Lessons Learned from Afghanistan Discussed at Quincy Institute
By Elaine Pasquini

Washington: On July 27, the Quincy Institute convened a panel, moderated by Kelley Beaucar Vlahos, editorial director of QI’s online magazine Responsible Statecraft, to discuss lessons learned from the United States’ 20-year occupation of Afghanistan and whether there was proper oversight of the billions of US dollars spent on reconstruction of the country.

According to John Sopko, Special Inspector General for Afghanistan Reconstruction, the US has poured more than $146 billion into Afghanistan’s reconstruction since 2002, but Washington has spent more money in Ukraine in one year than it spent in Afghanistan in 12 years. In addition, by the end of 2023, the US will have spent more money in Ukraine than it did to implement the entire Marshall Plan after World War II. “I just want to make sure it’s done correctly and that there is oversight,” Sopko said in opening remarks.

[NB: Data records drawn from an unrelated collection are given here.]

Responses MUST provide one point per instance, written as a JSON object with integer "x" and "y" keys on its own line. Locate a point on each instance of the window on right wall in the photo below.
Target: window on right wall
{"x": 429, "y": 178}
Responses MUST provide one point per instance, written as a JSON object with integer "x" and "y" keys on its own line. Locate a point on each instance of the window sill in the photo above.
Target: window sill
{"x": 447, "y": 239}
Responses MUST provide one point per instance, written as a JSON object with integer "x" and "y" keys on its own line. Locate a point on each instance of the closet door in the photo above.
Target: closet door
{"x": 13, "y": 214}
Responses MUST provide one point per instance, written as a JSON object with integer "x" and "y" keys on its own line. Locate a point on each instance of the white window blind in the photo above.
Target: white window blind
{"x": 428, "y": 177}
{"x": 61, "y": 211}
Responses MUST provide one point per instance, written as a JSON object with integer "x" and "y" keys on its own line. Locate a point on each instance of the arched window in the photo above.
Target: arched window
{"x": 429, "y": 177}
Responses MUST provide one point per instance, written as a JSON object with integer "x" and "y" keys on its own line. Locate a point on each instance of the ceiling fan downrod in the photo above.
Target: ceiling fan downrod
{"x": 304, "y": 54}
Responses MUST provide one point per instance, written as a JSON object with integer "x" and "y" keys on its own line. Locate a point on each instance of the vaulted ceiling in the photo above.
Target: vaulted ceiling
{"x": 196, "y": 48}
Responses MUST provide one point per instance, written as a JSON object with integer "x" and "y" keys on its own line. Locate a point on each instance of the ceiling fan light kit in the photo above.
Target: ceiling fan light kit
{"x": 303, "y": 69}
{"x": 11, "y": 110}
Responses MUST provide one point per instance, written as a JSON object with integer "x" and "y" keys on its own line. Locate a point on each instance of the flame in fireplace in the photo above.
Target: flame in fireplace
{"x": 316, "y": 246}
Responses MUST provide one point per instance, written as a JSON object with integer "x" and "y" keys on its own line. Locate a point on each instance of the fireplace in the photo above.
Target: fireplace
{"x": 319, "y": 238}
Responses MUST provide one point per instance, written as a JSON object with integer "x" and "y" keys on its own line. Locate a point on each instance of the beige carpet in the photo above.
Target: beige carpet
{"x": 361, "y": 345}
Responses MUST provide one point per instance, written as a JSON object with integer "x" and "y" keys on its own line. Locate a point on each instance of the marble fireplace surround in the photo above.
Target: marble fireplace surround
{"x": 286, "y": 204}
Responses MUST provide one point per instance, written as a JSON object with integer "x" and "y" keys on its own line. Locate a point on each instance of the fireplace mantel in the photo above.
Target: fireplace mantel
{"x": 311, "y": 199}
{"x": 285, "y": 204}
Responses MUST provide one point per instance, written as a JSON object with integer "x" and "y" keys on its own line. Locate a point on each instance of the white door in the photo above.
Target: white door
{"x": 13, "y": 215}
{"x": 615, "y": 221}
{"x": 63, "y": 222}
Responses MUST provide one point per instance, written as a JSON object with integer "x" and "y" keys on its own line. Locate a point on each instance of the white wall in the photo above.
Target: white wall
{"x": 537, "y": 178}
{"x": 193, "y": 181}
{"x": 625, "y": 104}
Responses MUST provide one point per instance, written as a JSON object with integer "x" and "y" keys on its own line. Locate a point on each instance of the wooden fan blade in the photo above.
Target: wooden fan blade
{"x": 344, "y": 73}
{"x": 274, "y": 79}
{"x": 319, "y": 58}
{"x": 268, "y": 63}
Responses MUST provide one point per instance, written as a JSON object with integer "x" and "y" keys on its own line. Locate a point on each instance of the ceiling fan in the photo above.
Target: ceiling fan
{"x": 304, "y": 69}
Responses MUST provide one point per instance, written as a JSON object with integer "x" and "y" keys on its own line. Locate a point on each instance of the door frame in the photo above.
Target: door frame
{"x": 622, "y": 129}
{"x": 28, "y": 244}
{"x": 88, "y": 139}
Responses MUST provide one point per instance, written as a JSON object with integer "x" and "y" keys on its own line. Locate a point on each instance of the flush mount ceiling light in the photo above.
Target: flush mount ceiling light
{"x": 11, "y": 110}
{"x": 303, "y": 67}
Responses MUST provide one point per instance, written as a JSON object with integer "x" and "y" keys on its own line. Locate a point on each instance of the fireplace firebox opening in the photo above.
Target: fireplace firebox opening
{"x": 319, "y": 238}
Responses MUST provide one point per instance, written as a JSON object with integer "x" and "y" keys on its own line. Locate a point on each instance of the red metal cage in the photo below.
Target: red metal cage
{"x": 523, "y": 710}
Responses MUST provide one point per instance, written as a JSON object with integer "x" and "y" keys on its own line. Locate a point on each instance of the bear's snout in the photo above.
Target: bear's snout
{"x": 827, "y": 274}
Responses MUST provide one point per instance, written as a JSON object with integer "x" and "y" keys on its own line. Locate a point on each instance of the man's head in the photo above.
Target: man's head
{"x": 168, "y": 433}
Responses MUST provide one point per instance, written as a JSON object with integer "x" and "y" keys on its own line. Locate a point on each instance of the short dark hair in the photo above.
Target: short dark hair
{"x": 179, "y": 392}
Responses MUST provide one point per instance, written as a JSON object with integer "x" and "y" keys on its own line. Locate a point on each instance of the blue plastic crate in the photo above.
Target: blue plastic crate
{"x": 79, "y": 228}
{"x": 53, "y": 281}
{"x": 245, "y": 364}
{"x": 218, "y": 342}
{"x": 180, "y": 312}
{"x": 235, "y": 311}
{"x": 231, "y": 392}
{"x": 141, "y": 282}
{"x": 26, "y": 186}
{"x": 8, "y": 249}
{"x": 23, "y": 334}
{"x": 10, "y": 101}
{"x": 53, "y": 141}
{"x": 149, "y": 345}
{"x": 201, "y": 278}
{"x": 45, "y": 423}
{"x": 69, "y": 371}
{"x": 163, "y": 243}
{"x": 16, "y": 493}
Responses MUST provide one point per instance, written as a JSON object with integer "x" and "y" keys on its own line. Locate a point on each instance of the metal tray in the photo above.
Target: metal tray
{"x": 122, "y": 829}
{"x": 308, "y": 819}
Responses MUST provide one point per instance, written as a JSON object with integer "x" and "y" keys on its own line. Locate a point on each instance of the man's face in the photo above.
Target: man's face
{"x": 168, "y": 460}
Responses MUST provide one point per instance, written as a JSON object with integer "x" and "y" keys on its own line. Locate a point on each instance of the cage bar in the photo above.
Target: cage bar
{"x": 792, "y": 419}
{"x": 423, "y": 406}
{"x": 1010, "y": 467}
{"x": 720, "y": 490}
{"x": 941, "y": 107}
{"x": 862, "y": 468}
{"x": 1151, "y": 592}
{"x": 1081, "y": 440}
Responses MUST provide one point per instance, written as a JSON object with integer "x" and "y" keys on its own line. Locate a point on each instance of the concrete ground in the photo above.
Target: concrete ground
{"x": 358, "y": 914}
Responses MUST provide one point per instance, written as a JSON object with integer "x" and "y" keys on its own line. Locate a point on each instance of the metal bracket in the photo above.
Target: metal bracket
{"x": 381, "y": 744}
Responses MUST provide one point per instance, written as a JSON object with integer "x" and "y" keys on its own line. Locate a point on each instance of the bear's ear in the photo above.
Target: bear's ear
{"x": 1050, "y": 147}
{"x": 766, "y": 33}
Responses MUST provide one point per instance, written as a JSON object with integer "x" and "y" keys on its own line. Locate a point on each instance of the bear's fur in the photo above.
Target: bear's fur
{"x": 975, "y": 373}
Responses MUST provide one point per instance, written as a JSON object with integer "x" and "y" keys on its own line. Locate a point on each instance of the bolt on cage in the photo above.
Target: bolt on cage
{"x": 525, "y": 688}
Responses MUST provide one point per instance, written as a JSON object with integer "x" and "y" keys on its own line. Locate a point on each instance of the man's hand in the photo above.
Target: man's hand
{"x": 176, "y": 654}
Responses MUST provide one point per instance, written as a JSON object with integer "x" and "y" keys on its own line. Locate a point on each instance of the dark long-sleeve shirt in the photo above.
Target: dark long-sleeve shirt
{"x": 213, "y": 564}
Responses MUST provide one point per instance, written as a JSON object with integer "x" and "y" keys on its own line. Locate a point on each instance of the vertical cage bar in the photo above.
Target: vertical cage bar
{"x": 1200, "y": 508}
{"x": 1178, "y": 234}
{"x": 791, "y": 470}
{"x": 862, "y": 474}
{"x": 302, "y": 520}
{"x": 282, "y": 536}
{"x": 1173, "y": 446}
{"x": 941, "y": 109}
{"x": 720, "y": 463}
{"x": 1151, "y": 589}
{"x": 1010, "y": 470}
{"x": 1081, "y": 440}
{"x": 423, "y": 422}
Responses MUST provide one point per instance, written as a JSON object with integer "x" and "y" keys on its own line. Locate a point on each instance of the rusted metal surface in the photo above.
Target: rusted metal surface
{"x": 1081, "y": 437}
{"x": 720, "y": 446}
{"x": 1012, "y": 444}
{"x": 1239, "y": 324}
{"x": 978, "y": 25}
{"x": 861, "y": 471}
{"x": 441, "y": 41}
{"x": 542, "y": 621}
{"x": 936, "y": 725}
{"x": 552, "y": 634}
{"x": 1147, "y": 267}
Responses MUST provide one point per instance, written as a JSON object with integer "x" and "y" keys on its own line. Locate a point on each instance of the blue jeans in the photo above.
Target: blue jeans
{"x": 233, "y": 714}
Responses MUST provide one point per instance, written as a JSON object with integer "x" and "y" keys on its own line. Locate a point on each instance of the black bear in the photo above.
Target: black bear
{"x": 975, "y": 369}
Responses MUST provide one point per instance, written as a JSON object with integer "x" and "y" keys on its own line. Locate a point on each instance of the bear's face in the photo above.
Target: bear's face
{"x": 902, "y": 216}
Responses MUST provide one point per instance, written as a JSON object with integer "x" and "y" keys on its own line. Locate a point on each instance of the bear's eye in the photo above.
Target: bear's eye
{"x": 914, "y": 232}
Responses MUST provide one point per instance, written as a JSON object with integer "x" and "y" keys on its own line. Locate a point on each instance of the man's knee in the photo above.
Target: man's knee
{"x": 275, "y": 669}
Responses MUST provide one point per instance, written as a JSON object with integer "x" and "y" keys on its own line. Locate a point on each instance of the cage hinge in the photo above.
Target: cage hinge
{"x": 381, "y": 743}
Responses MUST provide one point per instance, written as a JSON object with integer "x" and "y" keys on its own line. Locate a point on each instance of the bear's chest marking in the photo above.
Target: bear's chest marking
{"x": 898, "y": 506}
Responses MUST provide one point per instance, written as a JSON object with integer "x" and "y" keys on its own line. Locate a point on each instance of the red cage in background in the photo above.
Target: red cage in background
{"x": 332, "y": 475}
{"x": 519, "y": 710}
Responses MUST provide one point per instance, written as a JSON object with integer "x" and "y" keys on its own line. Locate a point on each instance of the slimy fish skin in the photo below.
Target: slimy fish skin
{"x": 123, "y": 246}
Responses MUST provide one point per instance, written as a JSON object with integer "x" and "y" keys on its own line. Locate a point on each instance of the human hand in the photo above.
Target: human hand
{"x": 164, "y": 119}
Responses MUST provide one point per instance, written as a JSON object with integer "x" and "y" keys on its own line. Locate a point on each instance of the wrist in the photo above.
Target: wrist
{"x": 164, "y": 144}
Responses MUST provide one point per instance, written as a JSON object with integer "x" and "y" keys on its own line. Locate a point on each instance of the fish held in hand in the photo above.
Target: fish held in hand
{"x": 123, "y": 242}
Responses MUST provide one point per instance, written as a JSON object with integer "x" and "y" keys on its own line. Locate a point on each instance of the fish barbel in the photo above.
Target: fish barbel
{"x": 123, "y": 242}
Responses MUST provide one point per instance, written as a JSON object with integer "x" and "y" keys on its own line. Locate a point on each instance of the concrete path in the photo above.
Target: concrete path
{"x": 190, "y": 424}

How the US spent money in Afghanistan is similar to how Washington is now spending money in Ukraine, he continued. “It’s not just humanitarian…or rebuilding things, it’s also a train, advise and assist mission which was one of the biggest bulks of the Afghan expenditure and that’s what we’re doing in Ukraine: training, advising and assisting the host government’s military.”

Sopko related that his agency has issued 12 lessons learned reports and is now looking at warning lights and anything going on that Congress should know about with respect to Ukraine. “We have highlighted a number of actions that should be considered based upon our 12 years of experience in Afghanistan,” he noted. These include 140 recommendations to various agencies, as well as 27 actions recommended that the administration take moving forward.

One key lesson his group identified, which was a serious problem in Afghanistan, was the failure to develop a workable and coherent strategy. “And without a strategy you’re running into problems because you don’t know where you’re actually going,” he said.

In addition, a coordinated approach to reconstruction in a country when other countries and international donors are involved is needed, which was not the case in Afghanistan, Sopko acknowledged. “Nobody was really in charge.”

It is also important to be mindful of the amount of money being given to assist a country. In Afghanistan, the US was “usually spending $375 million per month for security assistance,” Sopko said. In contrast, in Ukraine “we are spending $2.5 billion per month on security assistance.”

“If you’re spending that amount of money you have to realize there are unanticipated consequences,” Sopko pointed out. “You can just overload the host government. And with that amount of money coming in you know some of it is going to be stolen and that leads… to the problem of corruption. In Afghanistan, corruption was the existential threat. It wasn’t the Taliban; it was corruption that did us in.”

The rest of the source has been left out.